Mail Archives: cygwin/2004/12/08/16:23:02
On Wed, Dec 08, 2004 at 10:17:17PM +0100, Bernhard Ege wrote:
>Bernhard Ege wrote:
>>Well, I am at a loss. My sshd service will not accept my password.
>>However, starting sshd like this:
>>
>>/usr/sbin/sshd &
>>
>>and then quitting the bash shell (optional) makes sshd work just fine,
>>accepting my password as it should.
>>
>
>>Invalid user bme from 127.0.0.1.
>
>Ok, I thought of one thing more to try just after sending my previous
>email. The above log line (invalid user) prompted me to check the owner
>of the /etc/passwd file and it was owned by bme (me). I changed it to
>SYSTEM and the sshd service worked again. I just figured SYSTEM was able
>to read my files and didn't think twice about it before now.
>
>I am sorry for not figuring this out before sending my email, but it is
>not always easy to debug foreign applications. :-/
I'm glad that you figured this out yourself. That's rare.

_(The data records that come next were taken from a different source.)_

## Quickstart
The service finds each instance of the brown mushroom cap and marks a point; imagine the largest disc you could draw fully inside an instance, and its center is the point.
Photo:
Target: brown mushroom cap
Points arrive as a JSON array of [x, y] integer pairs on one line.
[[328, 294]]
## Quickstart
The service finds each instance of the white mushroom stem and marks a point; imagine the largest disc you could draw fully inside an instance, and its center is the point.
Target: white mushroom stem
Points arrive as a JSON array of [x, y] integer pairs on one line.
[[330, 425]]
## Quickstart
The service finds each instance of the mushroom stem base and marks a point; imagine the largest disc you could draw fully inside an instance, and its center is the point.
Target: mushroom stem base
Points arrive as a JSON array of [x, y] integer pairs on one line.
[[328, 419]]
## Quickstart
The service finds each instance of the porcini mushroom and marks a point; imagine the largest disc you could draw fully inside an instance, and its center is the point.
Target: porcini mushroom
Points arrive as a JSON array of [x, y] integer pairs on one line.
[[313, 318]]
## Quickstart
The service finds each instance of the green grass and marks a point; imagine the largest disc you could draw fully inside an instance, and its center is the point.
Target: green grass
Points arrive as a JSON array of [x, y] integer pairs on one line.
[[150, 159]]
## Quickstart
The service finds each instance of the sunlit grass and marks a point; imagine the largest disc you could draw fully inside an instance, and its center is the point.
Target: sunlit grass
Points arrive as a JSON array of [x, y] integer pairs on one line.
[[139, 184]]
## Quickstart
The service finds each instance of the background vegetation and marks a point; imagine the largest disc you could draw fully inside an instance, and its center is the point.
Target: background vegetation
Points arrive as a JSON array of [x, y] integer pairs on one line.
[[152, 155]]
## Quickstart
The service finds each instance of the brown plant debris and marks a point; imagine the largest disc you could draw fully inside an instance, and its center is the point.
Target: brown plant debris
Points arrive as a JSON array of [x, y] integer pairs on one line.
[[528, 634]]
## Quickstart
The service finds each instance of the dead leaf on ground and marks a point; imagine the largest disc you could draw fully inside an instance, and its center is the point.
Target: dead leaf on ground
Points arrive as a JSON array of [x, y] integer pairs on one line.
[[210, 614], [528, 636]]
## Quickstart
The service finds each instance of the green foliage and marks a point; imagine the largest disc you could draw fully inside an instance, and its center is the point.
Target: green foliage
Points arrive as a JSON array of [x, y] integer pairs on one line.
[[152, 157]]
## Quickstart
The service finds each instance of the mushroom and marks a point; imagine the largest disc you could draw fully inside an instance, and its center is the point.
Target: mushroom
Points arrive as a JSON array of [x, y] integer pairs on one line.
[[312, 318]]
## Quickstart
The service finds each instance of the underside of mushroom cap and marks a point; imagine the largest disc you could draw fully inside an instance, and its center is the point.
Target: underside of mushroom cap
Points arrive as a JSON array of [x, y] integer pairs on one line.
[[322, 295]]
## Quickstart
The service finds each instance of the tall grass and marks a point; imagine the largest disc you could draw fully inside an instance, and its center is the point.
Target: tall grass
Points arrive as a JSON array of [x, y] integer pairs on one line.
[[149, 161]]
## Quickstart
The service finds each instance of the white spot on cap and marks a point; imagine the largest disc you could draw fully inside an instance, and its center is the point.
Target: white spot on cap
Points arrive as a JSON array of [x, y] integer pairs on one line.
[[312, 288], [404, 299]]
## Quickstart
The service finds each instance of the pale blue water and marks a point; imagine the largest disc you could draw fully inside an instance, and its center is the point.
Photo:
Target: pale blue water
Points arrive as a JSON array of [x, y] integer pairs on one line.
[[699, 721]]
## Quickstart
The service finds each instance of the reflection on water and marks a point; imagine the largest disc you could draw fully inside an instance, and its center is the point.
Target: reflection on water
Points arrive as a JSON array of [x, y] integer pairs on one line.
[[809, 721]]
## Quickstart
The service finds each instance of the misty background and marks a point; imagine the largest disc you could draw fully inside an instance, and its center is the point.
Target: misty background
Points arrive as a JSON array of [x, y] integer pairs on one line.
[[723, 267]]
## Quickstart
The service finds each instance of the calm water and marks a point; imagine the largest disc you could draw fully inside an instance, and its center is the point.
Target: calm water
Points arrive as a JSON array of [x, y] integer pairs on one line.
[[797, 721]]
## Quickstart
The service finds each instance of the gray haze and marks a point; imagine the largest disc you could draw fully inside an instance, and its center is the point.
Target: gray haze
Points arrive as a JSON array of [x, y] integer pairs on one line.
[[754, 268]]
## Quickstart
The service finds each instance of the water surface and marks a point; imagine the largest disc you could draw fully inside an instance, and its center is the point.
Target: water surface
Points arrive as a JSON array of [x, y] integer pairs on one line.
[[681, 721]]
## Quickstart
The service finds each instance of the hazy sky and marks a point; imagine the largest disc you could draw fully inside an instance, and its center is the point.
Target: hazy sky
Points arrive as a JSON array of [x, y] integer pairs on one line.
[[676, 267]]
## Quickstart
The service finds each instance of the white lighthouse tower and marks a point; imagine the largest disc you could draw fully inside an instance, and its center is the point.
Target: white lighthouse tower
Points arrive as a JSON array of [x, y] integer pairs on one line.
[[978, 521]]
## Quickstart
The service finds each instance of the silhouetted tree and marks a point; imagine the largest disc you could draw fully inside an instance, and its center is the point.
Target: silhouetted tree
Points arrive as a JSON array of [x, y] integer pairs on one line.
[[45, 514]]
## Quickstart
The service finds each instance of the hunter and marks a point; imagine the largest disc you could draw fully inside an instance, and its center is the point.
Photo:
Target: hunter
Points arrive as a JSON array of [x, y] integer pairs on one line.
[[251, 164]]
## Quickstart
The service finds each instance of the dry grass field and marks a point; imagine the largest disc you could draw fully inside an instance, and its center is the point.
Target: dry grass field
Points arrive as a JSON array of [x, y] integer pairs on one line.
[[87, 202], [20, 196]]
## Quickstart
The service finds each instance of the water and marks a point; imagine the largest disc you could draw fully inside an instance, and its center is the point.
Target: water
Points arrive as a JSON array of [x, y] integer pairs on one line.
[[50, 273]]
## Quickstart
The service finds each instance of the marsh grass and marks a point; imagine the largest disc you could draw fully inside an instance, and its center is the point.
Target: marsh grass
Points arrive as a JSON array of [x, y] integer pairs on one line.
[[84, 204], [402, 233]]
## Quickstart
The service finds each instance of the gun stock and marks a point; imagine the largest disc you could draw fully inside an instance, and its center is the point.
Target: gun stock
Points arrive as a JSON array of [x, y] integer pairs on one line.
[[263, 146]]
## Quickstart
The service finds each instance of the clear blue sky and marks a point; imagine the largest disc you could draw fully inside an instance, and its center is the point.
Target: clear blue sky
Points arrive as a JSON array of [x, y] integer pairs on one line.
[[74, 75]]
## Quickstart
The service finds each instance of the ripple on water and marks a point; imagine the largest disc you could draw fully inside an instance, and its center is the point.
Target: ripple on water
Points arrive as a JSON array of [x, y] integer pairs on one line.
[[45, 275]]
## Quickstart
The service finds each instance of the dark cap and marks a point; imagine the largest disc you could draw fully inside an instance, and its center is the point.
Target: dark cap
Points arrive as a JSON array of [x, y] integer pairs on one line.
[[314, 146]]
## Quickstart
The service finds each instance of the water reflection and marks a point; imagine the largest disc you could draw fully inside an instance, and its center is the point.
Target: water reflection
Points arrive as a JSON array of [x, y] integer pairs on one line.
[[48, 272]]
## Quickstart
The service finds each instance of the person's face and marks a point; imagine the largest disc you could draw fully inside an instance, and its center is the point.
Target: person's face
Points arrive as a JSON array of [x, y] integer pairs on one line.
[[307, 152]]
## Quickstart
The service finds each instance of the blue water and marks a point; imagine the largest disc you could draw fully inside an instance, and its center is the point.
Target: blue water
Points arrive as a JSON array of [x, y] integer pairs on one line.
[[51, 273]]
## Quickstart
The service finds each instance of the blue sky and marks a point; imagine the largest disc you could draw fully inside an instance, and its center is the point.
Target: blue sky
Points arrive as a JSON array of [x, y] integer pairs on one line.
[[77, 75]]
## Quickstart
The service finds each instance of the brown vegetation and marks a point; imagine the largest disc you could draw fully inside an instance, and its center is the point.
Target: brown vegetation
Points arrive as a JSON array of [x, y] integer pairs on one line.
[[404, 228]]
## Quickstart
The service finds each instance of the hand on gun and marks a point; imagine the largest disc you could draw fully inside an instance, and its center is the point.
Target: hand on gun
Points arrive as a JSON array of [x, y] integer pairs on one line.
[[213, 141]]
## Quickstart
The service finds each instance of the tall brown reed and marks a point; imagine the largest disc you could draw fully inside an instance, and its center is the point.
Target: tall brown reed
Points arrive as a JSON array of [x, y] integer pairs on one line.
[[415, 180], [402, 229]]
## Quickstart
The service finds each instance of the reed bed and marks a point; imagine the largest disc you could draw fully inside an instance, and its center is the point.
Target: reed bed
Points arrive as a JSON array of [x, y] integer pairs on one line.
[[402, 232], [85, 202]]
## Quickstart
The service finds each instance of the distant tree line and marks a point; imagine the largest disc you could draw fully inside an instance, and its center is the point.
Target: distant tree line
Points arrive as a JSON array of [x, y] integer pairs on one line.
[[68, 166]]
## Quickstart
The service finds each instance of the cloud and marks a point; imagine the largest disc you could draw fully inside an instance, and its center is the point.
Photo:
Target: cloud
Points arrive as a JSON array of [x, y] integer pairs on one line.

I think we have to do a better job somehow of assuring that the permissions
on files in /etc and other system areas are accessible via processes that
run as SYSTEM.
I wonder if maybe we shouldn't be using the windows service manager but
should be relying more on xinetd. Or, we could have one super-service
manager which sets itself up to spawn other applications.